Wanting a broad career in science, technology, engineering and maths, Philip Nguyen was drawn to biomedical engineering. He hopes to work in research, development and eventually entrepreneurship.
Bachelor of Engineering (Biomedical Engineering) (Honours)
My internship in Germany and time with Bürkert Fluid Control Systems was a rewarding experience. The work I did was meaningful, and everyone I met was genuine. I learned things about myself, and took home invaluable lessons I will never forget.
I decided to study biomedical engineering because it encompasses all areas of study across engineering and science and chose RMIT because it demands that undergraduates pursue opportunities to undertake work integrated learning within their industry.
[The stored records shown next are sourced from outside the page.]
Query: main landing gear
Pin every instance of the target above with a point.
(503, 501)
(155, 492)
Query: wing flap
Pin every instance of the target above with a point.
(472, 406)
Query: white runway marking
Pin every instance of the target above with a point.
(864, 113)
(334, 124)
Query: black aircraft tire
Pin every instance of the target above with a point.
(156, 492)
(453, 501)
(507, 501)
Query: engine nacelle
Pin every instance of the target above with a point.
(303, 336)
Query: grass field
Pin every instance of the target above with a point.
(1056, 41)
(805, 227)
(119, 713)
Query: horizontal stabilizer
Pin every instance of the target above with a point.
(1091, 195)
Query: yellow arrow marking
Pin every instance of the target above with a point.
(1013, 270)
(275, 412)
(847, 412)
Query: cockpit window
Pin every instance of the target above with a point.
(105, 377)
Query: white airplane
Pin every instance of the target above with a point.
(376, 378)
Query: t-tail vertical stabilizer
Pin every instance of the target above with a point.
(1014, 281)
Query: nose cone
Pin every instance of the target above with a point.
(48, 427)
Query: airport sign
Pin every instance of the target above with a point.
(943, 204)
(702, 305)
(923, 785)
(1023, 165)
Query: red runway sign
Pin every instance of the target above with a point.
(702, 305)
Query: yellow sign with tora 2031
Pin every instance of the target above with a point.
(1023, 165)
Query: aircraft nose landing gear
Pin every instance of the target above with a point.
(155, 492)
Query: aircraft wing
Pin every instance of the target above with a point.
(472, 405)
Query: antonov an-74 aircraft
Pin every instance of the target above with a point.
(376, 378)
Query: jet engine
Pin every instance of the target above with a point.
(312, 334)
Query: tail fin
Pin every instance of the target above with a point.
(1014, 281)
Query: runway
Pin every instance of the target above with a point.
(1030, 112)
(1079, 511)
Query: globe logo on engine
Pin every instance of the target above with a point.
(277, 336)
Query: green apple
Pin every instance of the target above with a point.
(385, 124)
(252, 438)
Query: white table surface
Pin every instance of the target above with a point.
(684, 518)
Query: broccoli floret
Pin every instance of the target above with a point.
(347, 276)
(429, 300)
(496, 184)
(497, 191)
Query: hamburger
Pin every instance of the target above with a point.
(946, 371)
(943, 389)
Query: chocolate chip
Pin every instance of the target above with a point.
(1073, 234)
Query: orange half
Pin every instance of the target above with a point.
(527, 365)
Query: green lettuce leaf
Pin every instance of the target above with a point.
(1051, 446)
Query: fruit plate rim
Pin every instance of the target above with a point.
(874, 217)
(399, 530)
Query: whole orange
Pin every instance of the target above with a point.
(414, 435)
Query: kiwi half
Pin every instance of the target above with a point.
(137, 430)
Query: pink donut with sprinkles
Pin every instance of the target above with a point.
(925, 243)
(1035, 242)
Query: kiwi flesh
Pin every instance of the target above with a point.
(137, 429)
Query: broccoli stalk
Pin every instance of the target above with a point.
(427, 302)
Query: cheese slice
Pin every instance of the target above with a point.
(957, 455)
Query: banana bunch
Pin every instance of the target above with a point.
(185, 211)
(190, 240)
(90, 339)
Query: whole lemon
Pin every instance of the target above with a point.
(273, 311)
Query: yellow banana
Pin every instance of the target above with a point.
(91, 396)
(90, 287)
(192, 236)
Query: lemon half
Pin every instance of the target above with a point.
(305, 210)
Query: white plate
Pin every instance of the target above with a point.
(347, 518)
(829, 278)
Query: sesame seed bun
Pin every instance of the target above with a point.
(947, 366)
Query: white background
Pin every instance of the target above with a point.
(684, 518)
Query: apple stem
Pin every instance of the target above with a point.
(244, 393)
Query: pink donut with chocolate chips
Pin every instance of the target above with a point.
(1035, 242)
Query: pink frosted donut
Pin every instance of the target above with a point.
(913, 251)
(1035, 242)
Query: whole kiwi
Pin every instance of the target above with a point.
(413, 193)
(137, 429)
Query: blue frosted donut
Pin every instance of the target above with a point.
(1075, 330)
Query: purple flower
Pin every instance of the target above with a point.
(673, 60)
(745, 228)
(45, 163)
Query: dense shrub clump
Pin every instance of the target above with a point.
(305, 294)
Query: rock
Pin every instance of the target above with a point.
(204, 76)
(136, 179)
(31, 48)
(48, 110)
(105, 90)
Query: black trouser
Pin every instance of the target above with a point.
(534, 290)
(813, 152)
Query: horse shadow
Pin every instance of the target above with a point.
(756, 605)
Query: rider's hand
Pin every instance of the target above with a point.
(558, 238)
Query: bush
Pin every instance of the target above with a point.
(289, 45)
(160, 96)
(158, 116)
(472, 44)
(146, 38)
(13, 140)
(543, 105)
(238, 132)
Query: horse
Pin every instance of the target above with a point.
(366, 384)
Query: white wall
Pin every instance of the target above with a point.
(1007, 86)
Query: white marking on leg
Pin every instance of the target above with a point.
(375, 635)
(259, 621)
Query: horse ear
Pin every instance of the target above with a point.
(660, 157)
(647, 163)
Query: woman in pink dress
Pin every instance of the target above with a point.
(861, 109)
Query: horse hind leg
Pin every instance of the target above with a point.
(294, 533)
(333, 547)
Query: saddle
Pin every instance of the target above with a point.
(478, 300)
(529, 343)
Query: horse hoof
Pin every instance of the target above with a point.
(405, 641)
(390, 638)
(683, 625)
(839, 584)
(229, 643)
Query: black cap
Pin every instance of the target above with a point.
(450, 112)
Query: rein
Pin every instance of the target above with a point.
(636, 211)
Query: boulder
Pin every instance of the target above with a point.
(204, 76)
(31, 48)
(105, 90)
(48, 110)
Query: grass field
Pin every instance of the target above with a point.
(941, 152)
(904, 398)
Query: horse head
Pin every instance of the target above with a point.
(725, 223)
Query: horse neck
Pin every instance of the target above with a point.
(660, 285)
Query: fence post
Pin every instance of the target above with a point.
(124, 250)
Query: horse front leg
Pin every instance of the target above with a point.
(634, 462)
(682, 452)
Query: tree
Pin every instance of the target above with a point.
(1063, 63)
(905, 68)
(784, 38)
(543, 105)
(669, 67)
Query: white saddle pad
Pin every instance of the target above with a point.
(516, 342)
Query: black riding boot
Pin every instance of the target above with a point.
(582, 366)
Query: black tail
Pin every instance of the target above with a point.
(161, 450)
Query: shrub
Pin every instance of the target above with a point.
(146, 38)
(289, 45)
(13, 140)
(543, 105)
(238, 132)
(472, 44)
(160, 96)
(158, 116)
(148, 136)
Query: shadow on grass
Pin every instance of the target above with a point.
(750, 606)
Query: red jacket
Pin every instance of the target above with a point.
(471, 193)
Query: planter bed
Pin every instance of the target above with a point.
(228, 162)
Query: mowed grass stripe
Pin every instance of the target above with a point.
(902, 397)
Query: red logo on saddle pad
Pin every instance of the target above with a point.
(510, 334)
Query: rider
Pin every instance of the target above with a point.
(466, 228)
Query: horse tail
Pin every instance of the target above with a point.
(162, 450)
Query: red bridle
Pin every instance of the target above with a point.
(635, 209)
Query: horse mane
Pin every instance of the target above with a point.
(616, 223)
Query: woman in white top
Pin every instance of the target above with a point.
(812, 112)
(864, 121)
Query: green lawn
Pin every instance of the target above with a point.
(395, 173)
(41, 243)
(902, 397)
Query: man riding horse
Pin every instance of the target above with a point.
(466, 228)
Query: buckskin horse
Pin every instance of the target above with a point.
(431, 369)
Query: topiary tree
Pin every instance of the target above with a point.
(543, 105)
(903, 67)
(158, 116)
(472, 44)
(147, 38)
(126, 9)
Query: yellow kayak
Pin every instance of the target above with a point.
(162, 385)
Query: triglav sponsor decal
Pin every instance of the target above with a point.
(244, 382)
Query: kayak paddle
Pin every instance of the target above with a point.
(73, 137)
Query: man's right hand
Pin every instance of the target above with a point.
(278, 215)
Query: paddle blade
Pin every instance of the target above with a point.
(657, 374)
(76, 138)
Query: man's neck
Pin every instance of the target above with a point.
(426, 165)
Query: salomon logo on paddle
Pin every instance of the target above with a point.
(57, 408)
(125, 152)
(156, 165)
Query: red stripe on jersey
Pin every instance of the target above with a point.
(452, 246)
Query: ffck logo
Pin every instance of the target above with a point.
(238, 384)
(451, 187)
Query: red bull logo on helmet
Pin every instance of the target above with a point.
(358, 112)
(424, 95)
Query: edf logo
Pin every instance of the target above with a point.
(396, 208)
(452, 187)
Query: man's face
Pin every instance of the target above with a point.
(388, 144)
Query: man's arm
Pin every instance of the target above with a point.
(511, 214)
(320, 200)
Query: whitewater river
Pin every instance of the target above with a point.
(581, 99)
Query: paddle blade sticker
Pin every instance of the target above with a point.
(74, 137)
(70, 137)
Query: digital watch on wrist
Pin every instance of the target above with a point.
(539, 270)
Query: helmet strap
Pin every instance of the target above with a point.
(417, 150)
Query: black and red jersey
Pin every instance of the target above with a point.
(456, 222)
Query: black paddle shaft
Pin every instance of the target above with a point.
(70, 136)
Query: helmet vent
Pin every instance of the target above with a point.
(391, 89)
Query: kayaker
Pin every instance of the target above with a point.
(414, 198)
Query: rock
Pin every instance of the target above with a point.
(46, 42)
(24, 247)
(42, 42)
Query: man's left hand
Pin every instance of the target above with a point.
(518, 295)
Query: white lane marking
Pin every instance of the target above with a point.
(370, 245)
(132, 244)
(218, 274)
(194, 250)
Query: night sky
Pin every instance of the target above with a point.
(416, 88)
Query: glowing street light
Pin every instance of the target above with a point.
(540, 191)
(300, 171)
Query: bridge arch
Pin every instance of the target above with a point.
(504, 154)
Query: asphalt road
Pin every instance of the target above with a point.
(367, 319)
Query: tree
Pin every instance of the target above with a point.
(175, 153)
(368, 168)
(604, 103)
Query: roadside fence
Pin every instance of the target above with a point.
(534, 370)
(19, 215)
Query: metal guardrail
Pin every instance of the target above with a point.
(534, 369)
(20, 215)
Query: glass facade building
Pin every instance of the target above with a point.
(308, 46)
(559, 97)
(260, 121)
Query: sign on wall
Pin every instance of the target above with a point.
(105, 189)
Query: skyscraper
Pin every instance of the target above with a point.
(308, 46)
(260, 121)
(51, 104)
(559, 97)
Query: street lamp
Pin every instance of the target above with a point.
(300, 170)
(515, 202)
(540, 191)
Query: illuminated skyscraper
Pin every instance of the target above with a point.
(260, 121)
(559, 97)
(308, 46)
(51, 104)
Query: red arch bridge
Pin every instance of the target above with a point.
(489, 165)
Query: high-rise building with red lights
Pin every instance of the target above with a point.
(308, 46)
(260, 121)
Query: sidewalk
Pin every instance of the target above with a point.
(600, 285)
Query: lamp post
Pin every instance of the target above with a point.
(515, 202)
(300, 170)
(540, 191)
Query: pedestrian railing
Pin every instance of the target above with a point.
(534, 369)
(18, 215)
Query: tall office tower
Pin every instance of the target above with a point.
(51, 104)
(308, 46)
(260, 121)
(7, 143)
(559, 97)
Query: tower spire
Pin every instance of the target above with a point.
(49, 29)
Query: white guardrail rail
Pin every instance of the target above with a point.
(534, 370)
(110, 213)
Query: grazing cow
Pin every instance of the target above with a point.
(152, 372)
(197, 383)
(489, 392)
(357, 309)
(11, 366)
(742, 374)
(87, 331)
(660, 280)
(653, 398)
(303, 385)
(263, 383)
The highlight of my studies has been my third year project. I planned, designed, manufactured by hand, marketed, presented and then reported on an integrated electronic device half the size of a credit card with accompanying software. With the help and support of my academic supervisors, university staff and my seniors, it was extremely rewarding to see an entire project through and being responsible for the entire product development process.
As part of my studies I was selected and took part in the Australian-German Study Centre for Optofluidics and Nanophotonics (SCON) program at the Institute for Optofluidics and Nanophotonics (IONAS) where I was given the opportunity to live and work in Germany for four months. The work itself was challenging, required initiative and creative input from me. There I designed and assembled an automated measurement system for testing nano-photonic devices – laying the foundation for my final-year project of designing, manufacturing and testing my own.
I was also awarded an industry sponsored scholarship which includes undertaking a research program in addition to an internship.
After graduating I intend to pursue a master’s degree in Japan, followed by some years working in the industry in R&D.